Significance. If the two-step argument is sound, the result would be a meaningful advance by supplying the first rigorous guarantees for the synergy of these heuristics in the non-monotone VIP setting, where standard monotonicity-based ergodicity arguments do not apply. The use of continuous-state Markov-chain tools for the reshuffling noise and spectral tensors for the bias expansion constitutes a technically interesting approach that could be reusable; the experimental section, if it reports concrete speed-ups on representative min-max problems, would further strengthen the practical relevance.
major comments (2)
- [Abstract (two-step proof strategy) and the Markov-chain analysis section] The headline cubic-refinement claim rests on the Markov-chain step producing a CLT whose asymptotic expansion is sufficiently regular for the spectral-tensor extrapolation to remove the cubic term. The abstract states only that the problems are “structured non-monotone VIPs,” yet provides no explicit Lyapunov function, uniform spectral gap, or mixing-rate bound that survives the lack of monotonicity.
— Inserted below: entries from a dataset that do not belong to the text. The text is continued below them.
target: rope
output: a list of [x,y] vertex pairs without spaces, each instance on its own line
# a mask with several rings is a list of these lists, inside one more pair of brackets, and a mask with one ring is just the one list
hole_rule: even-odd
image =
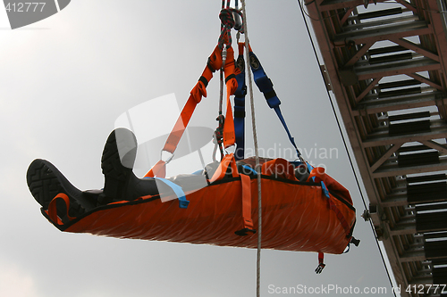
[[[309,37],[310,43],[311,43],[312,48],[314,50],[314,54],[315,54],[315,57],[316,59],[316,62],[318,63],[318,67],[319,67],[321,65],[320,64],[320,59],[318,58],[318,55],[316,54],[316,49],[315,47],[315,44],[314,44],[314,40],[312,38],[312,35],[310,34],[310,30],[309,30],[309,28],[308,28],[308,21],[306,21],[306,17],[304,16],[304,13],[305,13],[304,12],[304,9],[303,9],[303,7],[302,7],[301,3],[299,2],[299,0],[298,0],[298,4],[299,5],[299,8],[301,10],[301,14],[303,16],[304,23],[306,24],[306,29],[308,29],[308,35]],[[312,19],[312,20],[314,20],[314,19]],[[321,75],[323,76],[323,72],[321,72]],[[358,181],[358,177],[357,177],[357,173],[356,173],[356,170],[354,169],[354,164],[353,164],[353,161],[352,161],[352,158],[350,157],[350,151],[348,149],[348,144],[346,144],[346,139],[344,138],[343,132],[342,132],[342,126],[340,125],[340,120],[338,119],[338,115],[337,115],[337,112],[335,111],[335,107],[333,105],[333,99],[332,99],[331,95],[329,94],[329,90],[327,90],[327,88],[326,88],[326,93],[327,93],[327,96],[329,98],[329,102],[331,103],[333,112],[333,115],[335,117],[335,120],[337,121],[338,129],[340,131],[340,135],[342,136],[342,139],[343,141],[344,149],[346,150],[346,153],[347,153],[348,159],[350,161],[350,168],[352,169],[352,173],[353,173],[354,177],[356,179],[357,187],[358,189],[358,192],[360,193],[360,197],[362,198],[363,206],[365,207],[365,210],[367,210],[367,202],[365,202],[365,197],[363,196],[363,191],[361,189],[360,183]],[[373,234],[375,234],[375,231],[374,231],[374,226],[373,226],[373,223],[371,222],[371,220],[369,220],[369,225],[371,226],[371,229],[373,230]],[[384,267],[385,268],[386,275],[388,276],[388,280],[390,281],[390,285],[392,287],[392,278],[391,278],[391,276],[390,276],[390,272],[388,271],[388,268],[386,268],[385,260],[384,260],[384,254],[382,253],[382,250],[380,249],[380,245],[379,245],[379,242],[377,240],[377,236],[375,235],[375,244],[377,245],[377,248],[379,249],[380,257],[382,258],[382,262],[384,263]],[[396,293],[394,292],[394,290],[392,290],[392,292],[394,293],[394,296],[396,296]]]
[[255,120],[255,102],[253,99],[253,83],[251,78],[250,64],[249,64],[249,29],[247,29],[247,12],[245,10],[245,0],[240,0],[242,4],[243,14],[243,29],[245,32],[245,54],[246,63],[245,69],[249,72],[249,92],[250,95],[250,108],[251,108],[251,127],[253,131],[253,142],[255,143],[255,159],[256,159],[256,171],[257,177],[257,254],[256,263],[256,295],[259,297],[261,287],[261,235],[262,235],[262,195],[261,195],[261,169],[259,168],[259,152],[257,147],[257,135],[256,132],[256,120]]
Without such a condition the CLT may hold only in a weaker topology, rendering the cubic term ill-defined or non-removable by extrapolation. This is load-bearing for the central claim.
- [Spectral-tensor debiasing section] The spectral-tensor argument in the second step assumes the bias expansion obtained from the reshuffled Markov chain is valid up to order three. If the mixing conditions required for that expansion are not verified under the stated “structured” assumption, the claimed cubic debiasing does not follow. A concrete counter-example or additional hypothesis that guarantees the required regularity should be supplied.
minor comments (2)
- [Experimental section] The abstract mentions “extensive experiments” but supplies no information on the concrete VIP instances, dimension, step-size schedules, or quantitative metrics (e.g., bias vs. iteration plots). Adding a table or figure with explicit MSE and bias values for the three methods (plain SGD, RR, RR+RRom) would make the validation reproducible.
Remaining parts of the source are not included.